# LF/WTB: Lungfishes, Gars, Bowfin & Bichirs , Black shark and other Labeos.



## King-eL (Apr 21, 2010)

I'm looking for:
-South American Lungfish
-West African Lungfish
-Marble African Lungfish
-Longnose Gar
-Spotted Gar
-Tropical Gar
-Cuban Gar
-Shortnose Gar
-Bowfin
-Large bichirs of any species
-Black shark and other Labeos.


----------



## m_class2g (Apr 21, 2010)

On the hunt again huh!!!


----------



## King-eL (Apr 21, 2010)

m_class2g said:


> On the hunt again huh!!!


Yep it's getting warmer now again so time to hunt.


----------



## boyboykoi (Aug 22, 2013)

I know where you can get a spotted gar 20 bucks Selling 4inch spotted Gar


----------



## King-eL (Apr 21, 2010)

boyboykoi said:


> I know where you can get a spotted gar 20 bucks Selling 4inch spotted Gar


Nah that's no spotted gar. I'm looking Lepisosteus oculatus the true spotted gar. A lot of people and lfs labels captive breed florida gar (Lepisosteus platyrhincus) as spotted gar.


----------



## boyboykoi (Aug 22, 2013)

Sorry I never knew I'm more of a Koi and aro guy


----------



## King-eL (Apr 21, 2010)

boyboykoi said:


> Sorry I never knew I'm more of a Koi and aro guy


Already have Florida gars but will still buy florida gar if it is larger.


----------



## m_class2g (Apr 21, 2010)

King-eL said:


> Yep it's getting warmer now again so time to hunt.


Nice. always fun to get new fish.


----------



## charles (Apr 21, 2010)

El, I can get you the SA lung.

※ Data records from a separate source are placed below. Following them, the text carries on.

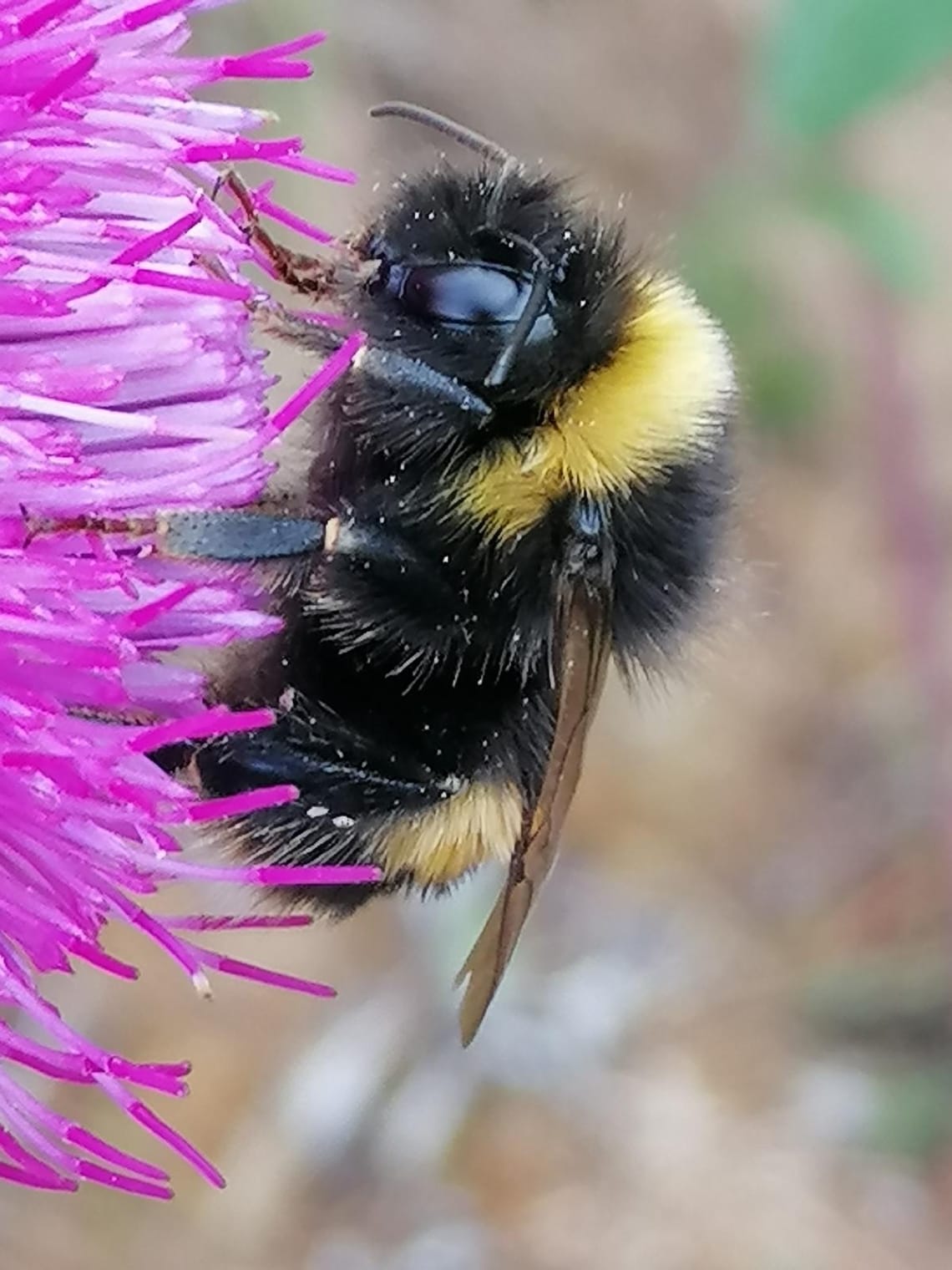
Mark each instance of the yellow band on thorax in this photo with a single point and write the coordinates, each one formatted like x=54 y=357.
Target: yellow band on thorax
x=654 y=404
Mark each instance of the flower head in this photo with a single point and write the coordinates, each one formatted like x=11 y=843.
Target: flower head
x=129 y=384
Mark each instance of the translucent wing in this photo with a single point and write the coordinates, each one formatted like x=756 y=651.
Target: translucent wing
x=581 y=669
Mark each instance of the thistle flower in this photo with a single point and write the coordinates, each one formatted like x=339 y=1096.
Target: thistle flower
x=129 y=384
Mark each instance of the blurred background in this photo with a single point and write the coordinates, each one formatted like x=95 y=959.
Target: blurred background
x=727 y=1042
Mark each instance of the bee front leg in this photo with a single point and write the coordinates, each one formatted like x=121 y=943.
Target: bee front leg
x=297 y=270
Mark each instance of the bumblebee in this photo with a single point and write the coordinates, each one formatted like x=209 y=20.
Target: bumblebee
x=524 y=470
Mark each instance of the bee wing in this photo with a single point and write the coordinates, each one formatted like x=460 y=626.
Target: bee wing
x=581 y=672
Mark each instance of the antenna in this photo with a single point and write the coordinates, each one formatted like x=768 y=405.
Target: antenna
x=441 y=124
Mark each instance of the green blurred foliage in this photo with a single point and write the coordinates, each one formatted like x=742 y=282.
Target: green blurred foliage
x=823 y=65
x=830 y=61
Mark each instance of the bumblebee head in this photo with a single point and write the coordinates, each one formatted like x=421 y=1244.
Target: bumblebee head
x=494 y=278
x=602 y=376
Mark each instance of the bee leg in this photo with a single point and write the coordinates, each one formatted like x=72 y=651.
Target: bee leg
x=399 y=371
x=297 y=270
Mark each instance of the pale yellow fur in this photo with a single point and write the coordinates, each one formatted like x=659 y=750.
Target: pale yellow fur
x=481 y=822
x=656 y=403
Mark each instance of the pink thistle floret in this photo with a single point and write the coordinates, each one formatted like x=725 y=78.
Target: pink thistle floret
x=129 y=385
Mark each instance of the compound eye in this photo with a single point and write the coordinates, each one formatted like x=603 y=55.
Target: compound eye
x=466 y=293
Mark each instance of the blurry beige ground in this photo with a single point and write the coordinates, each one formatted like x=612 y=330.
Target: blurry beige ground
x=727 y=1044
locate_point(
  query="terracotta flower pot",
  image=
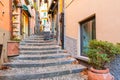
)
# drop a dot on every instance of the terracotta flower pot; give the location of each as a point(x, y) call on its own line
point(94, 74)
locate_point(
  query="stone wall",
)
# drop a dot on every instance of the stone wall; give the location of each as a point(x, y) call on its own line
point(71, 45)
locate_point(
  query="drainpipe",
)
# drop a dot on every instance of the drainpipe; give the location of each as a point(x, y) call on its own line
point(10, 12)
point(58, 24)
point(64, 24)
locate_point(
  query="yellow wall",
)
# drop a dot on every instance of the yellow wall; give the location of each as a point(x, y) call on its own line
point(107, 18)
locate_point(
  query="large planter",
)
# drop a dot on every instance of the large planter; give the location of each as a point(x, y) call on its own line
point(94, 74)
point(13, 48)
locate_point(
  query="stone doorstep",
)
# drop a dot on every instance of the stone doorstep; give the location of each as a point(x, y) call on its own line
point(40, 55)
point(38, 44)
point(26, 65)
point(58, 69)
point(39, 48)
point(41, 52)
point(41, 58)
point(51, 46)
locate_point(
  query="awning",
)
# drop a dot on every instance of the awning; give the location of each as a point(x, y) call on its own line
point(24, 7)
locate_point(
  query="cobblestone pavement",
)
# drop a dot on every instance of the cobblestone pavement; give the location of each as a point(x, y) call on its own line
point(41, 60)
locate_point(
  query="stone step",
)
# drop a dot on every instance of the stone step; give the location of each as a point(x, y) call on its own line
point(75, 76)
point(42, 72)
point(39, 48)
point(38, 44)
point(51, 46)
point(39, 63)
point(48, 41)
point(41, 57)
point(31, 52)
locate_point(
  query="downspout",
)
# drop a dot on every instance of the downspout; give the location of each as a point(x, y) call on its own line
point(64, 24)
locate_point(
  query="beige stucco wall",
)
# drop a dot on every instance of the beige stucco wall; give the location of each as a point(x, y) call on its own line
point(107, 18)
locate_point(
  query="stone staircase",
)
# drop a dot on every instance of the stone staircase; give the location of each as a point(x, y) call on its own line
point(41, 60)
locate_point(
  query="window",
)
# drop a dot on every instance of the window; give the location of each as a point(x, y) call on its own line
point(88, 32)
point(45, 14)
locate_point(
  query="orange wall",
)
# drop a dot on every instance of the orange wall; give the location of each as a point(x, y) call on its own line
point(5, 18)
point(107, 18)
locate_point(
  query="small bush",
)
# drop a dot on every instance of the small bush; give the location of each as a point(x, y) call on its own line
point(101, 52)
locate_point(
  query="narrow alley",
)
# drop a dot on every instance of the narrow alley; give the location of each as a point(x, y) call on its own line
point(41, 60)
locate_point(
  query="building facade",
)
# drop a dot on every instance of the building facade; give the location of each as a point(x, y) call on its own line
point(56, 16)
point(23, 15)
point(43, 12)
point(87, 20)
point(5, 28)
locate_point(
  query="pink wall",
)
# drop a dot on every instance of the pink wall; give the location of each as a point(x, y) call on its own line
point(13, 48)
point(107, 18)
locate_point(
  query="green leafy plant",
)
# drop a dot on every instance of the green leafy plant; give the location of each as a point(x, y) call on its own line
point(101, 52)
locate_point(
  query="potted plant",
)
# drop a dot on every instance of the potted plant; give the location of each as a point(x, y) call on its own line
point(100, 53)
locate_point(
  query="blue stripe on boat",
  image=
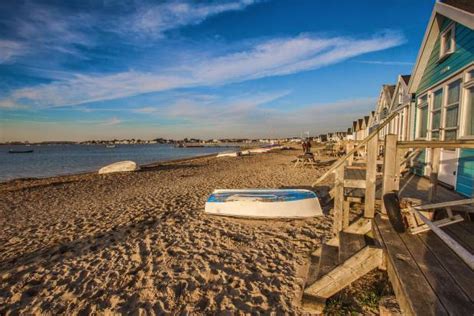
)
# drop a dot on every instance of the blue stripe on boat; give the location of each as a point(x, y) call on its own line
point(265, 196)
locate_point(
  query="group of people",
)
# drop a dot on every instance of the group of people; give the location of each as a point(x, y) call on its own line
point(306, 146)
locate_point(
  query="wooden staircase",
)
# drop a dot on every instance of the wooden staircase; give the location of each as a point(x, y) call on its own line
point(351, 253)
point(339, 263)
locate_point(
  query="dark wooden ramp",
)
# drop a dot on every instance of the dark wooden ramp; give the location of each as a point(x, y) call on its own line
point(427, 276)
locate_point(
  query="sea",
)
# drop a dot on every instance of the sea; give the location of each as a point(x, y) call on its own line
point(49, 160)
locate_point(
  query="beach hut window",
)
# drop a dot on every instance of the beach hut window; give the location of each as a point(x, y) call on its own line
point(470, 112)
point(423, 117)
point(447, 42)
point(436, 114)
point(452, 107)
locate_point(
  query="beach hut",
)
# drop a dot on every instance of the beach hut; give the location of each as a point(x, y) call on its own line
point(443, 84)
point(400, 103)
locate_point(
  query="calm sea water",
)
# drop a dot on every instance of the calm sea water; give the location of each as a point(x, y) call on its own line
point(53, 160)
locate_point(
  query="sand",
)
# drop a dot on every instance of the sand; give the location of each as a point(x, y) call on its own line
point(140, 242)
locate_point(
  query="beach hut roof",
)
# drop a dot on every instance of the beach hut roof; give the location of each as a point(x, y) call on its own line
point(461, 11)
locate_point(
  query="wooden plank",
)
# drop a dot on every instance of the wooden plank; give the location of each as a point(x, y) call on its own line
point(358, 184)
point(350, 244)
point(435, 155)
point(440, 223)
point(342, 160)
point(338, 200)
point(444, 204)
point(462, 252)
point(329, 259)
point(446, 144)
point(451, 296)
point(390, 167)
point(357, 266)
point(346, 214)
point(371, 178)
point(459, 271)
point(413, 291)
point(462, 236)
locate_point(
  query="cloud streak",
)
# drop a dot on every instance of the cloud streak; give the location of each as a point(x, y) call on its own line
point(267, 58)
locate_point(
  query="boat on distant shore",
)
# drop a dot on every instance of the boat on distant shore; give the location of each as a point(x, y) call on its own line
point(17, 151)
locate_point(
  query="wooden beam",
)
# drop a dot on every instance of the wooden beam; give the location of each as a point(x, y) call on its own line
point(465, 255)
point(390, 167)
point(371, 178)
point(444, 204)
point(447, 144)
point(435, 153)
point(440, 223)
point(352, 269)
point(342, 160)
point(358, 184)
point(338, 199)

Let me know what kind of SA you looking for.


----------



## King-eL (Apr 21, 2010)

charles said:


> El, I can get you the SA lung. Let me know what kind of SA you looking for.


I'll txt u later when I go for break from work.


----------



## King-eL (Apr 21, 2010)

Bump still looking


----------



## King-eL (Apr 21, 2010)

Bump to the top. Let me know what you have?


----------



## King-eL (Apr 21, 2010)

*LF: Black shark and other Labeos.*

I'm looking for black shark and other labeo or shark minnows.


----------



## Problems (Aug 12, 2014)

Selling 2 9 inch florida spotted gars view my ad!


----------



## King-eL (Apr 21, 2010)

Got pics of the gars and where are you in surrey? I live in surrey too close to surrey central or gateway station.


----------



## Problems (Aug 12, 2014)

Near guilford mall text me. 7789866261 for pics


----------



## King-eL (Apr 21, 2010)

Bumpy bumpy bumpy bumb


----------



## AWW (Apr 22, 2010)

We have a few spotted gars at IPU in burnaby, and gator gar too. all around 10". A big bichir too.


----------



## King-eL (Apr 21, 2010)

Cool I'll stop by today.


----------



## moneysink (Apr 25, 2010)

My friend is selling his two florida gars. they are around 17 or 18 inches, maybe a bit bigger if you are interested.


----------



## King-eL (Apr 21, 2010)

How much is your friend selling them for?


----------



## moneysink (Apr 25, 2010)

$40 each is what he said although he may take a little less if he knows they are going to a good home


----------



## King-eL (Apr 21, 2010)

moneysink said:


> $40 each is what he said although he may take a little less if he knows they are going to a good home


Yep they are going to a good home. 315g with 150g sump.


----------



## moneysink (Apr 25, 2010)

That would do. I will pm you his number.


----------



## King-eL (Apr 21, 2010)

Still looking for more


----------



## King-eL (Apr 21, 2010)

Bump!!! Need more!!!


----------



## King-eL (Apr 21, 2010)

Bump found a west african lungfish but need more


----------



## King-eL (Apr 21, 2010)

Thread close


----------